Los deseos de paz
y unidad expresados en la mentalidad de los humanistas fueron negados en la
realidad por los enfrentamientos y guerras entre los pueblos europeos.
Proliferaron las
llamadas guerras de religión, pero la religión era la cortina ideológica que
ocultaba otros motivos, fueran estos políticos, económicos o culturales. Los
lazos de unidad que antaño crearon ese espacio de la Cristiandad se rompieron y
dieron lugar a la formación de los estados modernos, luchando por encontrar una
identidad propia, reproducción a pequeña escala de los poderes centralizados a
los que combatían.
Ya fuera la Guerra
de los Treinta Años en el interior del Sacro Imperio Romano Germánico, la
Guerra de los Hugonotes en Francia o la rebelión de los Países Bajos contra
España, todos esos conflictos buscaban la legitimidad de las nuevas monarquías
y la cohesión interna de los territorios que dominaban.
Ciertamente
amplios territorios permanecieron fieles al Papa y, capitaneados por España,
intentaron mantener la fe católica. El Concilio de Trento significó un cierto reordenamiento
del mundo católico, pero al mismo tiempo el reconocimiento de su incapacidad
para devolver la unidad espiritual a Europa.
Los reyes y príncipes
surgidos de las turbulencias post renacentistas legitimaron su poder y
autonomía en ser los garantes del orden y la estabilidad en sus territorios. Ellos representaban los intereses nacionales, y esos mismos intereses respaldaban la centralización institucional y el fortalecimiento de las estructuras administrativas
que afirmaban el poder de los monarcas sobre sus territorios.
Los tratados de la
paz de Westfalia (1648) fueron los acuerdos entre los actores de estos
conflictos que sancionaban el reconocimiento de la autonomía de cada estado en el nuevo orden europeo. Así se ponía fin a la Guerra
de los Treinta Años en Europa y la Guerra de los Ochenta Años entre España y
los Países Bajos. En esos tratados se buscaba un equilibrio de poder y convivencia armoniosa entre las distintas confesiones religiosas.

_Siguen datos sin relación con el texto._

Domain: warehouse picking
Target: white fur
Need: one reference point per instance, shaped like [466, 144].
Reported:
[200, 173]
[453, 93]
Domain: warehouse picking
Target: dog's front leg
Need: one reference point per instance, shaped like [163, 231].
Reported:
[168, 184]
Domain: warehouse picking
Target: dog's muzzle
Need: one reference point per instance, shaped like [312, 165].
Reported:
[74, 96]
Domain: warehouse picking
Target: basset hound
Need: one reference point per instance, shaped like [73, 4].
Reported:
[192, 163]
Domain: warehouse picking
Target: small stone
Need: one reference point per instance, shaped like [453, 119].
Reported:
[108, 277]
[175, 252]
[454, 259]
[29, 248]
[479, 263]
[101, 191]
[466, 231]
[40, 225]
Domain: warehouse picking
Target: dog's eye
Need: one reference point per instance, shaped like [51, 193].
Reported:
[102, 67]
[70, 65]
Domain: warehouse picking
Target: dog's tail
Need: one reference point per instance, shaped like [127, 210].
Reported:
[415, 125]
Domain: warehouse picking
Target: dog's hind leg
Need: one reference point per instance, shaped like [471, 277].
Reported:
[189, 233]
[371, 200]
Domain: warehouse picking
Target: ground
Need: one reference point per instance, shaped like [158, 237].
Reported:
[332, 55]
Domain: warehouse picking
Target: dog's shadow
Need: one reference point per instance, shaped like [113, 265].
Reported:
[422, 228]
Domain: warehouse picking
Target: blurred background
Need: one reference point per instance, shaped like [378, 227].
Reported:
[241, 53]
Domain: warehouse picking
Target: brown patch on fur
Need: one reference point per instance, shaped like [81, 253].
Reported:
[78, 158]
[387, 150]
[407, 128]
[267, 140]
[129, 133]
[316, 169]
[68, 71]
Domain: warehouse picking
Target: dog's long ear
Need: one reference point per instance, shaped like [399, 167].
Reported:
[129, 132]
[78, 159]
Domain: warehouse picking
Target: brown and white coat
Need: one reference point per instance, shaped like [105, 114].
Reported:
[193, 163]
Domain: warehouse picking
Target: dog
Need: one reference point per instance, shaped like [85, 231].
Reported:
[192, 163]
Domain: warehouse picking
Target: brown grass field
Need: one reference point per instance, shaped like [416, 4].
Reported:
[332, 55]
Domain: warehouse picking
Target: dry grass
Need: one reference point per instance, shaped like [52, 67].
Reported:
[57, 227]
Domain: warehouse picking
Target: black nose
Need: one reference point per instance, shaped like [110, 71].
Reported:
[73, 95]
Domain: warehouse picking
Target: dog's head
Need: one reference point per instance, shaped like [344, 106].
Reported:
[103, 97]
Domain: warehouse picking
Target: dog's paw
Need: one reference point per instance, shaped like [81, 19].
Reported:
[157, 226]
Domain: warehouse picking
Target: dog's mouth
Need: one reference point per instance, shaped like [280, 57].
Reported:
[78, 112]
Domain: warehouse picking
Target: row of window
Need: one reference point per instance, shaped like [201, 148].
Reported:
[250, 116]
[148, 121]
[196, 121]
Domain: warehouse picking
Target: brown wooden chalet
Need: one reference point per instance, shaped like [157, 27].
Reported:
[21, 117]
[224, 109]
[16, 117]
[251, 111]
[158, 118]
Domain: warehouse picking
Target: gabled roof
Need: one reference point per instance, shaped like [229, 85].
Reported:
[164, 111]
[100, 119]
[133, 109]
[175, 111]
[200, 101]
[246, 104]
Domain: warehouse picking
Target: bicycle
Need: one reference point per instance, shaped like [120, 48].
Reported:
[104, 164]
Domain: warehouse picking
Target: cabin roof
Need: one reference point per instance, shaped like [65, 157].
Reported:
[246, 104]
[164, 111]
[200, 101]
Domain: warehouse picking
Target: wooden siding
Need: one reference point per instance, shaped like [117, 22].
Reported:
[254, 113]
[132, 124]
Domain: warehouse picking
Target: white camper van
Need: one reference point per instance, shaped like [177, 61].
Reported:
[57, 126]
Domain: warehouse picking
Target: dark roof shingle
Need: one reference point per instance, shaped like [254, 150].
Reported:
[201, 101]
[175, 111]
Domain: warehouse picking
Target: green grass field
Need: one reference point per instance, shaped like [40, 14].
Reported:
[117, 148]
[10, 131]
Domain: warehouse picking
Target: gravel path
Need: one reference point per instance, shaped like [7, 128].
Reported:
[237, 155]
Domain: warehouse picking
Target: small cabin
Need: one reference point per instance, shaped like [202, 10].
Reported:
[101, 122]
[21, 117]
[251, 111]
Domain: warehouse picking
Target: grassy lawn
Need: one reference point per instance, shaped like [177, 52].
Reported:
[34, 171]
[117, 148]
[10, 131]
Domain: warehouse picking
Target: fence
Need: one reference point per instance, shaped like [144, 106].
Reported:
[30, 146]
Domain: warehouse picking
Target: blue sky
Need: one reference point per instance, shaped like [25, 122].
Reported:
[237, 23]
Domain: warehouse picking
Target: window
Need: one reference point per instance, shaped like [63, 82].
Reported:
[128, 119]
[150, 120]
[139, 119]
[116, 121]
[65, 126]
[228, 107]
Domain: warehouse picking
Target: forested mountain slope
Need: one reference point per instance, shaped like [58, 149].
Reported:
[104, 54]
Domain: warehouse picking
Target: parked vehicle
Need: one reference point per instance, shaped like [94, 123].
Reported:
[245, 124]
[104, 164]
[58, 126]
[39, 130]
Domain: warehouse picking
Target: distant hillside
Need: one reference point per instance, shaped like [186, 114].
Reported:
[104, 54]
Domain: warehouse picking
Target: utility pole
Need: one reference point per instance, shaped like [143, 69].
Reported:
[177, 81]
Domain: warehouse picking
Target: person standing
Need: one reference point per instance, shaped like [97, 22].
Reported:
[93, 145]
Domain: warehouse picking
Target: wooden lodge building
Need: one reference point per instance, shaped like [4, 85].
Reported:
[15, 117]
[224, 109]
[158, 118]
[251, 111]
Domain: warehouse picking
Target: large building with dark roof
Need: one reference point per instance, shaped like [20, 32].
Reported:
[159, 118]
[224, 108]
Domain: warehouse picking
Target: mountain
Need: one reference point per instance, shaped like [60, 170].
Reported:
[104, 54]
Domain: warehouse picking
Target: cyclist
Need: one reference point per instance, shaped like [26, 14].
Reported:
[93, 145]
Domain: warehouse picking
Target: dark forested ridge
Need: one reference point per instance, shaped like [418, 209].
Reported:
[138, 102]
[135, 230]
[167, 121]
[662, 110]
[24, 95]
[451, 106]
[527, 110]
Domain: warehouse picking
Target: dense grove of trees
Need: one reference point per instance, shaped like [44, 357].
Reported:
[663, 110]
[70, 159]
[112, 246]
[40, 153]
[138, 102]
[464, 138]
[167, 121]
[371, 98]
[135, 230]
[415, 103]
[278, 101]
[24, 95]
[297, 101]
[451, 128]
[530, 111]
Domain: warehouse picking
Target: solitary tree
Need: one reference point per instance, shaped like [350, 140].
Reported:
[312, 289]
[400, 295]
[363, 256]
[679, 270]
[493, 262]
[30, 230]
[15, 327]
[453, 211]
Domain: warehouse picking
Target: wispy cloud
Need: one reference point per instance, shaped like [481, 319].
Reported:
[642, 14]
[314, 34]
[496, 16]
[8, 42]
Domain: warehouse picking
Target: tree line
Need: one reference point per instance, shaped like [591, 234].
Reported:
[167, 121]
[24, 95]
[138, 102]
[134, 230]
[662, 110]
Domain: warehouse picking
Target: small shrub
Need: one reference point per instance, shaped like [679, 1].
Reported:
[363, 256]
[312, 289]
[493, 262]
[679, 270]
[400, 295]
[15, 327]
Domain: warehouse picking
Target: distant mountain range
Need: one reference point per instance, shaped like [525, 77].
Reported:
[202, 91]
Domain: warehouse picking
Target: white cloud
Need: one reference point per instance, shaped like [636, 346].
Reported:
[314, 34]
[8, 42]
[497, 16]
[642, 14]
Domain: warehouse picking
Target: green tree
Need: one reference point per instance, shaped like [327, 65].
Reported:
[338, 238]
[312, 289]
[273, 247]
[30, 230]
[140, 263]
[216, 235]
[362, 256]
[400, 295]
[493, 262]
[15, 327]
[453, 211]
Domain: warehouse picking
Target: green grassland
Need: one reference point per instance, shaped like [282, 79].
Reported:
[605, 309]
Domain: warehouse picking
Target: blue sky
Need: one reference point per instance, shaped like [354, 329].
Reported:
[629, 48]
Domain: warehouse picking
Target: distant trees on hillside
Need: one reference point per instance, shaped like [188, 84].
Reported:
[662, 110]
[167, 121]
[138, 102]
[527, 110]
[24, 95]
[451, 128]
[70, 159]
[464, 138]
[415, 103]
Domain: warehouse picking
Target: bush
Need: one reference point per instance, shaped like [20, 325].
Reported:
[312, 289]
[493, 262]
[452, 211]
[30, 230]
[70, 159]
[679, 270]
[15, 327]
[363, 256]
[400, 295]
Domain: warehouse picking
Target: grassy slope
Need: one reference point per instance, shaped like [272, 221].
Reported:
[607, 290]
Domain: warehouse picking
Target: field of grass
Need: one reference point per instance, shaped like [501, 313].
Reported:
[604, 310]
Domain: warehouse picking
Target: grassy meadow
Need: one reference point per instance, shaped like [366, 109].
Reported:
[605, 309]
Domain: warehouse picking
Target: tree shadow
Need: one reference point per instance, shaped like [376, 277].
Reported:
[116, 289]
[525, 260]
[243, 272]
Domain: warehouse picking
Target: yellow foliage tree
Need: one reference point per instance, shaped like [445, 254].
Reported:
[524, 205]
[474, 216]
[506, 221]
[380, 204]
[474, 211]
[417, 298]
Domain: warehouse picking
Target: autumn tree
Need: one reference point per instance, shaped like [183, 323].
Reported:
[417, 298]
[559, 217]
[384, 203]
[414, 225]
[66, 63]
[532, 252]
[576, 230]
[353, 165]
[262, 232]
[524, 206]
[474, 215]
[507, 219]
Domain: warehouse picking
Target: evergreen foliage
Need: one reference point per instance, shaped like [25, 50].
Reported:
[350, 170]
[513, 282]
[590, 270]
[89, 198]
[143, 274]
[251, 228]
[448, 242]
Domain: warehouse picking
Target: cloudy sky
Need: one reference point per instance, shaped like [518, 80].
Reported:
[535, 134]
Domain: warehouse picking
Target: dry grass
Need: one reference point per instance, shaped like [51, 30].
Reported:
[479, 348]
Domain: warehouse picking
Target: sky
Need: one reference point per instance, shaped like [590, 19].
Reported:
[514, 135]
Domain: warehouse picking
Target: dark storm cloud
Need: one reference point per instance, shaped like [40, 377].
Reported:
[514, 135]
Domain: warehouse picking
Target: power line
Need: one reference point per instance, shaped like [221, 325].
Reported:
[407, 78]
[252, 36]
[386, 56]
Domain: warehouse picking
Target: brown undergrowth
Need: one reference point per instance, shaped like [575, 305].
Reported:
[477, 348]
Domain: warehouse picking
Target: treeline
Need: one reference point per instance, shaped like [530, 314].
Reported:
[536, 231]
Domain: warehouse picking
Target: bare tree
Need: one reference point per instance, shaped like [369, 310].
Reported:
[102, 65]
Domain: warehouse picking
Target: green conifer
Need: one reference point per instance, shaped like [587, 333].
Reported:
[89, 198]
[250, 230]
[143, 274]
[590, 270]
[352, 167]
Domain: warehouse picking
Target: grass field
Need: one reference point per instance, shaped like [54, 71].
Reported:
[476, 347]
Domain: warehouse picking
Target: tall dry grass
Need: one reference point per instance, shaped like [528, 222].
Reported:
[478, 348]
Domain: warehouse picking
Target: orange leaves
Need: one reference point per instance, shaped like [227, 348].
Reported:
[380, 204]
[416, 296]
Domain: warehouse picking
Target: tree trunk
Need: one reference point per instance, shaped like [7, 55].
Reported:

En realidad, creo, que más que una paz se trataba de una tregua dictada más por el cansancio que por un entendimiento de la situación.
Los pedazos de esa
Cristiandad rota obligan a una política de alianzas y enfrentamientos entre los
diferentes estados, de acuerdo con los intereses de los que detectan el poder.
Sorprendentemente esa ruptura de la unidad no significó un estancamiento en el crecimiento de esos territorios. La imprenta facilitó la difusión de ideas, debates y pensamiento humanista en medio de los conflictos entre poderes. Los centros urbanos, las universidades y los círculos intelectuales eran focos de discusión de dogmas y fuente de nuevas interpretaciones de la fe. Y así es como va emergiendo una nueva figura humana: el burgués enriquecido y el libre pensador, los llamados a ser protagonistas en el siguiente paso del devenir europeo.
¿Quién perdió en las guerras de religión? Aparentemente la fe. O si se quiere, la Iglesia Católica como institución que encarna la unidad de la Cristiandad. Ella ya no ofrece un soporte seguro en el que apoyarse en las zozobras espirituales. También las diversas iglesias nacidas de ese alejamiento de la Iglesia Católica tendrán un destino similar, aunque temporalmente puedan ofrecer el soporte subjetivo de una comunidad cristiana entusiasta.
¿Quién ganó en las
guerras de religión? Aparentemente la razón. O si se quiere la visión laicista
de la vida. En ella pondrá el hombre su esperanza (o justificará sus
ambiciones). Así como en la Cristiandad se negaba en la tierra el cielo que prometía, en la Europa nacida del Humanismo también se negaba en la tierra el Bien que la Razón aseguraba.